An Update to the ImageNet Website and Dataset
March 11, 2021
We are proud to see ImageNet's wide adoption going beyond what was originally envisioned. However, the decade-old website was burdened by growing download requests. To serve the community better, we have redesigned the website and upgraded its hardware. The new website is simpler; we removed tangential or outdated functions to focus on the core use case—enabling users to download the data, including the full ImageNet dataset and the ImageNet Large Scale Visual Recognition Challenge (ILSVRC).
Meanwhile, the computer vision community has progressed, and so has ImageNet. The dataset was created to benchmark object recognition—at a time when it barely worked. The problem then was how to collect labeled images at a sufficiently large scale to be able to train complex models in laboratories.

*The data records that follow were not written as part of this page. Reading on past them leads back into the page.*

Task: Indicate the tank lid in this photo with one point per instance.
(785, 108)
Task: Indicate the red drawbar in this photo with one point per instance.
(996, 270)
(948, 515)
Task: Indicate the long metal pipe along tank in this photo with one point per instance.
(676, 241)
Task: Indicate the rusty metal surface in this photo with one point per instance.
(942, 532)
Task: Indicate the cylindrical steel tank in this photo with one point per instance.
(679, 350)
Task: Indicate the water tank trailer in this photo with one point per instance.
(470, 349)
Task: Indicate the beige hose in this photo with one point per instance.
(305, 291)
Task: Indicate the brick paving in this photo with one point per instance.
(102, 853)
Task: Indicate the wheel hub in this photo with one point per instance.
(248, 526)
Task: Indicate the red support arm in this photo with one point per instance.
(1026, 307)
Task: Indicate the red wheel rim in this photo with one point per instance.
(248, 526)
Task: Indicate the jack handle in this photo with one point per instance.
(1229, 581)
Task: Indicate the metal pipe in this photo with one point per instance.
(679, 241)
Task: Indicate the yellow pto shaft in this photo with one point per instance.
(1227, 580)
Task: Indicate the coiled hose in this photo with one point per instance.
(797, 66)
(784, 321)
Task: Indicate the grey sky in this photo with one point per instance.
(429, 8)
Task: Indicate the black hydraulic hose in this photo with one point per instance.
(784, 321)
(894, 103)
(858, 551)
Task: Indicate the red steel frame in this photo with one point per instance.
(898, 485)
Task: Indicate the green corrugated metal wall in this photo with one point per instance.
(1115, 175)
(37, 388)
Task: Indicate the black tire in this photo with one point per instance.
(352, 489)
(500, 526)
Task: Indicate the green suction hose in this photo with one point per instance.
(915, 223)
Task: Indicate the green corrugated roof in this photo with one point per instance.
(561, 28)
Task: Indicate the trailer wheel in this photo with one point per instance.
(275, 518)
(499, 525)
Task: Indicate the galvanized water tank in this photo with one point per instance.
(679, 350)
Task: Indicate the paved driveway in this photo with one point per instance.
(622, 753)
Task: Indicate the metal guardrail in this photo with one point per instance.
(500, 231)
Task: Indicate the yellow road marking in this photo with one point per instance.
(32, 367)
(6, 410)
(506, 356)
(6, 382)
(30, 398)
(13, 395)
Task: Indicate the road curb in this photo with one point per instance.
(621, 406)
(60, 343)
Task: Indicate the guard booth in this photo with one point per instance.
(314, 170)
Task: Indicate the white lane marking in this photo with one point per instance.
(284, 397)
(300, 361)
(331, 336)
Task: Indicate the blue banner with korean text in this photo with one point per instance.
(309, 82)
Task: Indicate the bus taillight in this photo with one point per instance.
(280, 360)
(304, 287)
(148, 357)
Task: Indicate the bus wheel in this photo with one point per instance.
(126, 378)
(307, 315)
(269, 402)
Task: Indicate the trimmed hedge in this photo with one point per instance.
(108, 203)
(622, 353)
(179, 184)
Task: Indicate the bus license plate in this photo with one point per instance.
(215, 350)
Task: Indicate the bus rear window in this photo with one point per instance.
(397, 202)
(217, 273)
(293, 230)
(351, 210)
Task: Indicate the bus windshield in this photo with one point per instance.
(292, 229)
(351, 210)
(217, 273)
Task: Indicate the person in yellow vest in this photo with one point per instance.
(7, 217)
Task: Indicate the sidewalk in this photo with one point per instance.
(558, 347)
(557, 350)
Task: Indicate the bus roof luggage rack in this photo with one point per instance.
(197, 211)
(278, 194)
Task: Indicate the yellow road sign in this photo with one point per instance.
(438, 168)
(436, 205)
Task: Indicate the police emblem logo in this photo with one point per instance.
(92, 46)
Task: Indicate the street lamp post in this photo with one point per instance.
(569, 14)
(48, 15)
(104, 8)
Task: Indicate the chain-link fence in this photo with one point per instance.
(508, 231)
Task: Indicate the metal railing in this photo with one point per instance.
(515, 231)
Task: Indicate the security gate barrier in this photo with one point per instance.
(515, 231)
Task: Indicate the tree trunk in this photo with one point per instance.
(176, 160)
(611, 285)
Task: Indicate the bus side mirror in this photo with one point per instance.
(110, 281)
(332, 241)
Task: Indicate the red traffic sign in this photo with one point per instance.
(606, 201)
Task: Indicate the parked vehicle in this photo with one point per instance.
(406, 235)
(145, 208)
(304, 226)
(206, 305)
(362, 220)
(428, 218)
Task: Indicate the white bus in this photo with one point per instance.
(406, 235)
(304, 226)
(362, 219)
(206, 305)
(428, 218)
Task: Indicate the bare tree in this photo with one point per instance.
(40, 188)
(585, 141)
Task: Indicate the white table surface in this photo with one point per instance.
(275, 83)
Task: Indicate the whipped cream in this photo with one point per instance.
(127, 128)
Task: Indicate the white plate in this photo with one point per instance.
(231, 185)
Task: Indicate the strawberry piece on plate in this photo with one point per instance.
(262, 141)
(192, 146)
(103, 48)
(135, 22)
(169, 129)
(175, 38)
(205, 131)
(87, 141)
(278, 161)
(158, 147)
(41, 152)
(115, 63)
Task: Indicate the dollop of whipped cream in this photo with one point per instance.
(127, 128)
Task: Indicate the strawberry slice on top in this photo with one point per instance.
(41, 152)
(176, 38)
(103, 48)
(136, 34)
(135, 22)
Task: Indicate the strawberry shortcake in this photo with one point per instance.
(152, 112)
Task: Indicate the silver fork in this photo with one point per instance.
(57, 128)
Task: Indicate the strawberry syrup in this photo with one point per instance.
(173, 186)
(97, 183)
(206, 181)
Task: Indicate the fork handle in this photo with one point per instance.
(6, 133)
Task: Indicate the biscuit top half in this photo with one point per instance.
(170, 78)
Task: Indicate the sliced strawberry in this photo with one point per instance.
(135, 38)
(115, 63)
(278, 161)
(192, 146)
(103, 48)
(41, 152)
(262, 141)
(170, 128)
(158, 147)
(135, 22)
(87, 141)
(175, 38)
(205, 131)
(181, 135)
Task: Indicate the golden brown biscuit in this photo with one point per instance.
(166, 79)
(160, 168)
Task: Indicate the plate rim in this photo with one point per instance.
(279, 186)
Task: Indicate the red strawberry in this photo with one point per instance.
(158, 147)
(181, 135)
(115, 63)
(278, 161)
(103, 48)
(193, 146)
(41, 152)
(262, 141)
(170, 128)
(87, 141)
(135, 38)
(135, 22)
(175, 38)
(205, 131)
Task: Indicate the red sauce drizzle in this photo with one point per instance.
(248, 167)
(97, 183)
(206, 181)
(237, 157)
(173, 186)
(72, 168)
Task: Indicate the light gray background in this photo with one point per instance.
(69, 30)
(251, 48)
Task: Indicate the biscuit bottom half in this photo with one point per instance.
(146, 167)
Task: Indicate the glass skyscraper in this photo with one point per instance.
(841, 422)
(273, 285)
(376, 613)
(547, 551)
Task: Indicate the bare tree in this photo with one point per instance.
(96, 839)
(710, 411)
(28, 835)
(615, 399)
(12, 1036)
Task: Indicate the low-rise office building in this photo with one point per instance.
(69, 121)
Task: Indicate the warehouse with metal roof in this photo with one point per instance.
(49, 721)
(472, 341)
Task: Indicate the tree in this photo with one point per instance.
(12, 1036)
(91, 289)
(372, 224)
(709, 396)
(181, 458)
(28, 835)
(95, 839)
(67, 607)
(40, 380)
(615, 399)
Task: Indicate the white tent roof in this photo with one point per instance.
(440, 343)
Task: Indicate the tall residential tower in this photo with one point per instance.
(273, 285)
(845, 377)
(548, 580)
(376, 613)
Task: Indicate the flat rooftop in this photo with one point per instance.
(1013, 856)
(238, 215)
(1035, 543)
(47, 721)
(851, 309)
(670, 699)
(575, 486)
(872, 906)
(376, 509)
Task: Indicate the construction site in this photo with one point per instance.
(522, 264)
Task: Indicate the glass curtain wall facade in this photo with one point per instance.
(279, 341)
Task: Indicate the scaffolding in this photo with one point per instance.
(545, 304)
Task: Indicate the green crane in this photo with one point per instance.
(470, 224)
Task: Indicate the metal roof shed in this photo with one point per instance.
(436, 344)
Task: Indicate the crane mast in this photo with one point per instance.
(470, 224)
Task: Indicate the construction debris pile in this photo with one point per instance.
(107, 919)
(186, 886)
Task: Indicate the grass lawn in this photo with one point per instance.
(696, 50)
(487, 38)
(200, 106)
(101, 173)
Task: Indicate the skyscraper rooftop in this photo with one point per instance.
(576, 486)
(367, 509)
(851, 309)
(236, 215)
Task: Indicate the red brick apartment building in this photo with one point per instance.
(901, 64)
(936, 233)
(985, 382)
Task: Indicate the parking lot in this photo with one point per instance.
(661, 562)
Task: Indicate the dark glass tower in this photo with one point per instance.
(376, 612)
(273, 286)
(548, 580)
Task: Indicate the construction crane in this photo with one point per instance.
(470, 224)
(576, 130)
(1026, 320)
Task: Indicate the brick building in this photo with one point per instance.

Today, computer vision is in real-world systems impacting people's Internet experience and daily lives. An emerging problem now is how to make sure computer vision is fair and preserves people's privacy. We are continually evolving ImageNet to address these emerging needs.
In a FAT* 2020 paper, we filtered 2,702 synsets in the "person" subtree that may cause problematic behaviors of the model. We have updated the full ImageNet data on the website to remove these synsets. The update does not affect the 1,000 categories in ILSVRC.
In a more recent paper, we investigate privacy issues in ILSVRC. 997 out of 1000 categories in ILSVRC are not people categories; nevertheless, many incidental people are in the images, whose privacy is a concern. We first annotated faces in the images and then constructed a face-blurred version of ILSVRC. Experiments show that one can use the face-blurred version for benchmarking object recognition and for transfer learning with only marginal loss of accuracy. We release our face annotations to facilitate further research on privacy-aware visual recognition.